Si può dire la stessa cosa di queste parole di Gesù: “Questo è il mio sangue”. Egli non volle dire che questo vino divenisse effettivamente il suo sangue, poiché esso circolava ancora nelle sue vene. Invece, il vino simboleggiava, rappresentava o significava il suo sangue, “il sangue del [nuovo] patto, che è sparso per una moltitudine in remissione dei peccati”. — Matt. 26:28; 1 Cor. 11:25, Ga.
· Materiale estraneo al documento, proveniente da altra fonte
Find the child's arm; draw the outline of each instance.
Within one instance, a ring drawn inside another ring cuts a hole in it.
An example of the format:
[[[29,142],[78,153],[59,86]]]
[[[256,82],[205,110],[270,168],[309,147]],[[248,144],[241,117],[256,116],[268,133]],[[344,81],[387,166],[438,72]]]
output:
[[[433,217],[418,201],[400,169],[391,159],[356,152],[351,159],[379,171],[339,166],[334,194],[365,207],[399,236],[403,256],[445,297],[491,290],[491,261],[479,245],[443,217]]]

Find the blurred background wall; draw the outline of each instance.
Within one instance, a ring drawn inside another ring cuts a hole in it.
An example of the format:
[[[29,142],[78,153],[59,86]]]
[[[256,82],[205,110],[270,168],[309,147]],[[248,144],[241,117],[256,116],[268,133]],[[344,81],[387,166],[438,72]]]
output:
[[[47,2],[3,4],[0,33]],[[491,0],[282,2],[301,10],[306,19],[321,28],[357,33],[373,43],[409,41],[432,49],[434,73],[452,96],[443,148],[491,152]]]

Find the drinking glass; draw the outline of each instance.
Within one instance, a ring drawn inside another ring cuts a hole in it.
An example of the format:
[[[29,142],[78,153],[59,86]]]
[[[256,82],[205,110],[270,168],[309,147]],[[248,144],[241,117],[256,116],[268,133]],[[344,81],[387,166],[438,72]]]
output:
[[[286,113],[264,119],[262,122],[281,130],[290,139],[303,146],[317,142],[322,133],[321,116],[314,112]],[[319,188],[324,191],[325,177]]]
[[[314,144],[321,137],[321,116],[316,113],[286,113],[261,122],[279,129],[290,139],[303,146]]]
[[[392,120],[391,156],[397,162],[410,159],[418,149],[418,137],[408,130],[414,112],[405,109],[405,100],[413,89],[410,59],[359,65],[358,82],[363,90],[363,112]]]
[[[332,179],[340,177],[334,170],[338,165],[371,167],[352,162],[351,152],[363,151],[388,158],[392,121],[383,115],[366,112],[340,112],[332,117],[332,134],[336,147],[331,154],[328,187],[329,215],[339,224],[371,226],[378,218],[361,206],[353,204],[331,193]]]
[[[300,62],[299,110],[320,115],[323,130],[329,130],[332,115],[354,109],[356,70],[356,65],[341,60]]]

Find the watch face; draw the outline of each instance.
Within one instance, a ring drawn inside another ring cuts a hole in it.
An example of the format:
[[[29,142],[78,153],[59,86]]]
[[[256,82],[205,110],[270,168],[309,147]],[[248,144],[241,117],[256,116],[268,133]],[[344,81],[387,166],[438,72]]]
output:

“Il sangue del patto”? Proprio così, nei tempi biblici il sangue era usato per suggellare o convalidare un patto. Come il sangue dei tori e dei capri fu usato per convalidare il vecchio patto della legge fatto tra Geova Dio e la nazione d’Israele, così il sangue di Gesù Cristo servì per convalidare o rendere efficace, o far andare in vigore un nuovo patto, un patto tra Geova Dio e i seguaci di Cristo. — Ebr. 8:13; 9:15-24.
CHI PARTECIPA?
La sera in cui Gesù istituì la commemorazione della sua morte menzionò anche un patto per un regno: “Io faccio un patto con voi, come il Padre mio ha fatto un patto con me, per un regno”. Il patto che Dio aveva fatto con Gesù Cristo era stato fatto in origine col re Davide e prediceva la venuta di colui che avrebbe regnato per sempre. Coloro che partecipano a questo patto del Regno sono definiti nelle Scritture i 144.000 membri dell’Israele spirituale suggellati sulle loro fronti, i 144.000 che stanno sul monte Sion con l’Agnello, e quelli che parteciperanno alla prima risurrezione e regneranno come re e sacerdoti di Dio e di Cristo. Solo quelli che partecipano sia al nuovo patto che al patto per il regno sono idonei per partecipare al pasto serale del Signore. — Luca 22:29; 2 Sam. 7:11-16; Riv. 7:4; 14:1, 3; 20:5, 6.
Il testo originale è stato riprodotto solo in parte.